Dear Feastlings,
Apart from a brief and sorely underfunded attempt to live in Italy in my early twenties, I’ve lived in Arizona since I was five, and consequently, I have very little experience with hypothermia. Still, we hear stories, even desert boys like me: the chattering of teeth, the shaking, the blue lips, and then it happens (per my limited Arizona understanding-) as if a switch were flipped, the hypothermia victims suddenly feel completely fine and at ease. In a dreamlike state, they peel off their clothes and relax in a snowdrift and let death’s icy fingers close around them with gentle, gratified smiles on their faces.
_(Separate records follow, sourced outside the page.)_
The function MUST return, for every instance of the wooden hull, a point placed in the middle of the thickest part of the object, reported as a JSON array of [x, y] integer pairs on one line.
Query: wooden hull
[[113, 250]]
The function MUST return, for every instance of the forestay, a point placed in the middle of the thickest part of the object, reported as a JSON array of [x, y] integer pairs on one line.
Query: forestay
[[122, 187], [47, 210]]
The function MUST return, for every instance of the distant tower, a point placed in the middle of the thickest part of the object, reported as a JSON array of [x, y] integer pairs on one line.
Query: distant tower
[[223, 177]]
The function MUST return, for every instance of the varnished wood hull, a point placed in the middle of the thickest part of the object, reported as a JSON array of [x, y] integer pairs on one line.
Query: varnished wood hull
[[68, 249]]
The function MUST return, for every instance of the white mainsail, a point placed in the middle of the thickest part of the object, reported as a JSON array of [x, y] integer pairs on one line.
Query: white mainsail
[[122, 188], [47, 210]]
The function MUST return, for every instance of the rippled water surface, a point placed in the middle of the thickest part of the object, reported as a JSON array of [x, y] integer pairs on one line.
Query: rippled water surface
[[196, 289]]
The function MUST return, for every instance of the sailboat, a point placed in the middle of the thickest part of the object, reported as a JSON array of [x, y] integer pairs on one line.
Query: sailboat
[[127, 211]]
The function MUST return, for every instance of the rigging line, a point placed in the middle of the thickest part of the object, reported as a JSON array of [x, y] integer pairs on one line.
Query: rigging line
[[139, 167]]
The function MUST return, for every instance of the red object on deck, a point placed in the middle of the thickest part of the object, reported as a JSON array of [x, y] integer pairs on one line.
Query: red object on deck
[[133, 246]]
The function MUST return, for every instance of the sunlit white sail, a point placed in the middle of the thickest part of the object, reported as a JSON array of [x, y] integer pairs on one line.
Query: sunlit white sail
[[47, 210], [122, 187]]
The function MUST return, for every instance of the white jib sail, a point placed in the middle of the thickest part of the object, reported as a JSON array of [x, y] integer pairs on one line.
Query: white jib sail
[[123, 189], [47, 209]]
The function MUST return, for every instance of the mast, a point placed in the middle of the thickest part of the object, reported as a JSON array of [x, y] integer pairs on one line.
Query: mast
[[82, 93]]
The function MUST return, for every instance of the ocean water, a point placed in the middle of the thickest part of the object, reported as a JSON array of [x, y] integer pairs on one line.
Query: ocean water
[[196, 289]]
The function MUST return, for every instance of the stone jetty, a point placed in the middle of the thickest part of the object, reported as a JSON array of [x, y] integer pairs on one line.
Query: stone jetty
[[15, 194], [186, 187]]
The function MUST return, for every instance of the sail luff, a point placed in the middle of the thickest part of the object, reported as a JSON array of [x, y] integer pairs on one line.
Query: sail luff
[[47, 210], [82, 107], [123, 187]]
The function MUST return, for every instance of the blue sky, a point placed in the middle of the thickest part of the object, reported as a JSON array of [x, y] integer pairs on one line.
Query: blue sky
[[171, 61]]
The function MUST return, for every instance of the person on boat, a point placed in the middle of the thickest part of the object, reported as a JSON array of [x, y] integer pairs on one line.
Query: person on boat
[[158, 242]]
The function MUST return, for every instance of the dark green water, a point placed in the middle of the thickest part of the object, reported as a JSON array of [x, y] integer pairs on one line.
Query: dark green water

Today feels mercifully like that day for me. Yes, I knew our hot water heater was leaking a slow, rusty drip, and I’d already started calling plumbers- thanks, those of you who sent plumber recommendations after my last plumbing nightmare. But I figured we’d have time to orchestrate something. Why our water heater is on the roof is a question to take up with either our architect or the plumber who originally plumbed our building, and for whom I still have ill will eleven years hence. But the first bid arrived today, along with the news that we’ll be using the stove to heat our water until either our solar water heater can be made to limp along or out gas water heater can be completely replaced. With a crane. Because it’s on the roof, where no hundred-gallon water heater belongs. For somewhere in the neighborhood of $8,000. While I continue to wait to hear from my bank whether we’ll get our second PPP loan, since all loan evaluations for companies with more than 20 employees are on hold for a minimum of two weeks.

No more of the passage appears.